E.ON's Irsching plant in Bavaria to stay open - sources
* To be kept running as a reserve power plant - sources
* E.ON, grid operator, regulator decline to comment
FRANKFURT, April 25 (Reuters) - E.ON's modern but unprofitable Irsching gas-fired power station in Bavaria, southern Germany, looks set to remain open as a reserve power plant under a deal hammered out with regulators and politicians, sources close to the talks said.
E.ON had said it could close the plant because of high gas buying-in prices and low wholesale power prices. But the energy network regulator believes the plant is crucial to the stability of the power grid in the industry-heavy region.
The deal, which would see the plant guaranteed income as a back-up source of electricity, could be a precedent for how Germany ensures the survival of conventional power, whose profitability has been hit by a boom in subsidised renewable energy as the country phases out nuclear power.
"Ongoing operations (for Irsching) have been secured," one of the sources said on Thursday.
E.ON, power grid firm TenneT and the energy network regulator, the Bundesnetzagentur, declined to comment, as did other shareholders in one of the Irsching blocks.
But E.ON sent around invitations for an event at the plant on Friday, involving Bavarian state premier Horst Seehofer and E.ON Chief Executive Johannes Teyssen, without giving details.
Bavaria state's chancellery did not respond immediately when approached for a comment.
Last week, the Bundesnetzagentur said it aimed to help keep Irsching's units open.
E.ON has put the cost of operating the three year-old Irsching 5, which has 846 MW of capacity, at 100 million euros ($130 million) a year.

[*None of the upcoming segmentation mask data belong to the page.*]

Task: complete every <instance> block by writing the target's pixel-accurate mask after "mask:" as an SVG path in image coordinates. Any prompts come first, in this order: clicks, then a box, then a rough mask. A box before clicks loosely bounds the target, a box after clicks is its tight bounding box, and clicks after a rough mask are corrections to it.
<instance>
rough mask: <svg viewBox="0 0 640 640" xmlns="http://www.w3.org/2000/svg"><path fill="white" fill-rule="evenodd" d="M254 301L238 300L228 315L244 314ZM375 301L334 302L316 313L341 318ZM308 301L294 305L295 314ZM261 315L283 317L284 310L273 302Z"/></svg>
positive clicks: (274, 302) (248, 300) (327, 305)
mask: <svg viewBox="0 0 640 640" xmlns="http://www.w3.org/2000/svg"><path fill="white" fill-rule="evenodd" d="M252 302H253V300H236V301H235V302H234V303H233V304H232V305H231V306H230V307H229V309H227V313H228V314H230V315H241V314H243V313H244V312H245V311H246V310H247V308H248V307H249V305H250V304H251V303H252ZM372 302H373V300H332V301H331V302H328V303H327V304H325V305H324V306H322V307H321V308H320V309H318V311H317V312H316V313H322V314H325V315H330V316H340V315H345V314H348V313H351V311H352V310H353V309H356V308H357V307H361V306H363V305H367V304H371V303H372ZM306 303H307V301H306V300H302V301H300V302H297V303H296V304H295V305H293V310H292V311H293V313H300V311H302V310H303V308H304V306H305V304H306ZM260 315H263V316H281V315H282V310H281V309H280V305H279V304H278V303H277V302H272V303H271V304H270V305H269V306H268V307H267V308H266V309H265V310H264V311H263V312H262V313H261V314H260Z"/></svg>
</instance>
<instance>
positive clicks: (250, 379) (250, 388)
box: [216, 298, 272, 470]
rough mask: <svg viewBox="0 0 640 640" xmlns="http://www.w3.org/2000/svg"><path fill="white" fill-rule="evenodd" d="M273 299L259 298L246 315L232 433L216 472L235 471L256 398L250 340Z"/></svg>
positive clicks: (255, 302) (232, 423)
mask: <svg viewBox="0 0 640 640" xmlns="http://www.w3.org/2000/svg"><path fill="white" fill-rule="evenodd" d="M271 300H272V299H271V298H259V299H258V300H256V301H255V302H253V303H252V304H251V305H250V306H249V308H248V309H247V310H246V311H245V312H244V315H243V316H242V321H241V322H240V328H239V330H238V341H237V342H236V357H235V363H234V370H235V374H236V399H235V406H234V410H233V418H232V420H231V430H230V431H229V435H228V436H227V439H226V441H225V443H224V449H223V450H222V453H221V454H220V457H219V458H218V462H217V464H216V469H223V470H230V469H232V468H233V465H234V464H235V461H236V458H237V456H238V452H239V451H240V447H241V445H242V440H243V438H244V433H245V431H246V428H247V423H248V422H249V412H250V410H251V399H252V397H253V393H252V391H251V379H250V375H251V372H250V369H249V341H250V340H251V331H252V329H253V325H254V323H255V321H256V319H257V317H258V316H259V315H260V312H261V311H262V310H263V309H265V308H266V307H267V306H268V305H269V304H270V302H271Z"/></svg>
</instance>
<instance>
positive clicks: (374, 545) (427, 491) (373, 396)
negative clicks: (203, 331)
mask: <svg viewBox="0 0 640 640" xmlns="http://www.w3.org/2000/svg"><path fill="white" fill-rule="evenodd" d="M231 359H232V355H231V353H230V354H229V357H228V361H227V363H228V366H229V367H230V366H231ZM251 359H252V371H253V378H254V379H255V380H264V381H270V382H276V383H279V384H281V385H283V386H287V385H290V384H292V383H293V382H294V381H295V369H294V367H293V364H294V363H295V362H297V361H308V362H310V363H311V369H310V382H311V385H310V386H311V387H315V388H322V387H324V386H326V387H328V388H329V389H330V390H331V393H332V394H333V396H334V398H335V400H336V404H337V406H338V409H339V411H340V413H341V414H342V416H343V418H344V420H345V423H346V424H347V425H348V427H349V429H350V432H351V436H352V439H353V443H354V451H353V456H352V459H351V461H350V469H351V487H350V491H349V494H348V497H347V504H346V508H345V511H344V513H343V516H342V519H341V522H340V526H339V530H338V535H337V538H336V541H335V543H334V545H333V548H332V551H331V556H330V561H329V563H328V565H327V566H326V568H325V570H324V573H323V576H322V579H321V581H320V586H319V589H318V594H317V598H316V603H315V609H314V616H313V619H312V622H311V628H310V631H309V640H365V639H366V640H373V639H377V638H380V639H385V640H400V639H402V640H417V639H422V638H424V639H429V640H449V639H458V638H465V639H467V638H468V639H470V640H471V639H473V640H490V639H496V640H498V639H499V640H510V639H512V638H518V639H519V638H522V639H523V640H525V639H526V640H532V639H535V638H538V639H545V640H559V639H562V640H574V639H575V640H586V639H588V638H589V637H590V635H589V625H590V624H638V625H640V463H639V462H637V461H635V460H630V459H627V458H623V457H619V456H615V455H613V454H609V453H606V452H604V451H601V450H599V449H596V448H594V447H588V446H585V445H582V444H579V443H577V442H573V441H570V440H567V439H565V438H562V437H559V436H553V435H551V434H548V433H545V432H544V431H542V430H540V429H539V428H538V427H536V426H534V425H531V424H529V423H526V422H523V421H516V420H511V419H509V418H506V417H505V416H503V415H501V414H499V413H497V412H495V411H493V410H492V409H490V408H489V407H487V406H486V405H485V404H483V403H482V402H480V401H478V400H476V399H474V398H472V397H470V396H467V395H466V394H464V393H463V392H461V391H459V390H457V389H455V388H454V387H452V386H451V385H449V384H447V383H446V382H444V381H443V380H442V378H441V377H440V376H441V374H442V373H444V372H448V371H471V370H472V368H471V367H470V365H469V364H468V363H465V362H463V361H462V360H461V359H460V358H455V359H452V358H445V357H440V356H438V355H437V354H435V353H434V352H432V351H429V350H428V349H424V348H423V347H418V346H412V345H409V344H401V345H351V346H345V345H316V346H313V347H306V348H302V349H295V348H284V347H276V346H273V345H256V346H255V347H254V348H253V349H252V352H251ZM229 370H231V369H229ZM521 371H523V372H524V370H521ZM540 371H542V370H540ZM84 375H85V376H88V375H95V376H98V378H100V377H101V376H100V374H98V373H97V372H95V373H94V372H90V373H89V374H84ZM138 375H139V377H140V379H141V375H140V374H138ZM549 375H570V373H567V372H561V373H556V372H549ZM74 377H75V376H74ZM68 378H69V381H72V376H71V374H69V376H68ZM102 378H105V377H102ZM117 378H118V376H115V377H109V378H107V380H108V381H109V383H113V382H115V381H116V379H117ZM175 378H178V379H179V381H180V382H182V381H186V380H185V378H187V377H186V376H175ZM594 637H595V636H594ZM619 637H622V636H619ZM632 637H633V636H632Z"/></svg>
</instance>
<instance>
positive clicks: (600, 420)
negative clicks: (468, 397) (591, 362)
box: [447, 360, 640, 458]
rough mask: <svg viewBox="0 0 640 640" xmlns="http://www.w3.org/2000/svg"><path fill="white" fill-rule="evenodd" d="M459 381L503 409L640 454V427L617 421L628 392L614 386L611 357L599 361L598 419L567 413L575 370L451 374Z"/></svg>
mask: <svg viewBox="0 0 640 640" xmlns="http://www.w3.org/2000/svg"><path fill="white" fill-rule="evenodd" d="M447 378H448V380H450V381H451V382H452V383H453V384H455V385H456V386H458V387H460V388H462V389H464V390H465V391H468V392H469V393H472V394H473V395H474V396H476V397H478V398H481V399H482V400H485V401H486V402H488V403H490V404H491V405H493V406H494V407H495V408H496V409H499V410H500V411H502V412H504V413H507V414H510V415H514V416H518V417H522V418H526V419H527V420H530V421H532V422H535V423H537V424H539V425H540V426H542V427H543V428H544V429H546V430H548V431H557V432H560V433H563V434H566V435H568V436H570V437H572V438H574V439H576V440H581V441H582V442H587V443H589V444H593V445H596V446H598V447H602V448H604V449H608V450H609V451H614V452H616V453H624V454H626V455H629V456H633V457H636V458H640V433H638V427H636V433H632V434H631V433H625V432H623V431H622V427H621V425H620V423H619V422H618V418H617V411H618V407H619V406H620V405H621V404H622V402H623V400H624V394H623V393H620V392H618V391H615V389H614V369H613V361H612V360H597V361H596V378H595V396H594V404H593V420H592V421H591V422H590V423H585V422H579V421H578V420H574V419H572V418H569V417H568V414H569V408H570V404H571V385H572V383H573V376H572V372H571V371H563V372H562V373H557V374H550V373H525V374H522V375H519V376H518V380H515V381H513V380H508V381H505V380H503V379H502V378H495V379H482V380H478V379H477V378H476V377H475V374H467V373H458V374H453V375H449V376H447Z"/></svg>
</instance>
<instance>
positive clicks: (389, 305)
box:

Under energy laws, it is not allowed to unilaterally shut the plant.
Block 4, with 550 megawatts (MW) capacity in 2011, has also seen its profitability wobble.
A huge E.ON nuclear reactor nearby at Grafenrheinfeld is slated to shut in 2015 under the nuclear exit law.
The talks to keep Irsching open are focused on the methods of funding it as a reserve plant, which will determine how much will have to be paid out by TenneT and how much will be recovered by a charge borne by consumers.